The administrator filed a "Petition for Costs for Experts' Trial Attendance," requesting that the health care providers be required to pay for the costs of the five expert witnesses. The Phillips County Circuit Court entered an interlocutory order directing the health care providers to immediately pay the estate $12,000 for the fees and costs associated with the trial appearances of the estate's expert witnesses on the date originally scheduled for trial. The defendants petitioned the Supreme Court of Arkansas for a writ of prohibition or a writ of certiorari arguing that the circuit court was wholly without jurisdiction and committed a plain, clear, and gross abuse of discretion when it awarded expert witness costs in this case.


The Supreme Court of Arkansas denied the writ of prohibition and the writ of certiorari. The court reasoned that a writ of prohibition could not be invoked to correct an order already issued by the circuit court. The court reasoned that a writ of certiorari was not appropriate where the defendant's had an alternative remedy to challenge the trial court's interlocutory order.


The court held that the writ of prohibition was extraordinary relief that is appropriate when the trial court is wholly without jurisdiction and when there is no other remedy, such as an appeal, available. Moreover, the writ of prohibition cannot be invoked to correct an order already entered. The court reasoned that because the trial court had already entered an order awarding costs, relief in the form of a writ of prohibition could not be invoked.

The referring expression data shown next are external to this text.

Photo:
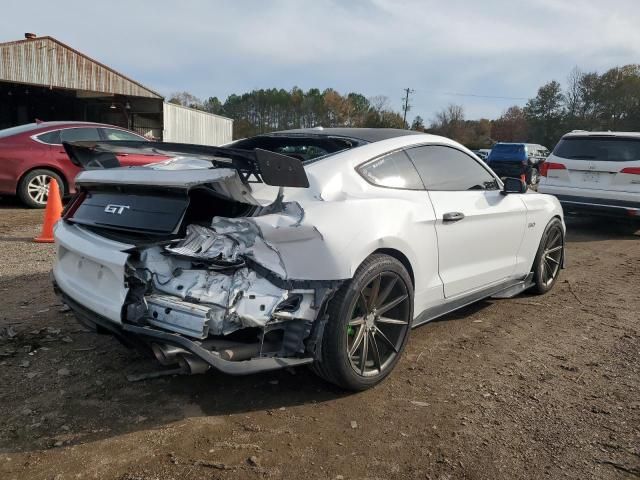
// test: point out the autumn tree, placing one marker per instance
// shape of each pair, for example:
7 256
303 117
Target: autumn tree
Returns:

For the Arkansas Supreme Court to grant a writ of certiorari, there can be no other adequate remedy but for the writ of certiorari. If there is no other adequate remedy, a writ of certiorari lies only where (1) it is apparent on the face of the record that there has been a plain, manifest, clear, and gross abuse of discretion; or (2) there is a lack of jurisdiction, an act in excess of jurisdiction on the face of the record, or the proceedings are erroneous on the face of the record. Harm is normally considered irreparable only when it cannot be adequately compensated by money damages or redressed in a court of law. The court reasoned that the only issue was the payment of costs and the trial court can order return of that payment. Additionally, the court noted that the health care defendants would have an opportunity to file an appeal following the final judgment in the underlying action. Therefore, the petition for writ of prohibition was denied and the petition for writ of certiorari was denied without prejudice.


See: Moore v. Circuit Court of Phillips County, 2013 Ark. 443, 2013 WL 5947123 (Ark., November 7, 2013) (not designated for publication).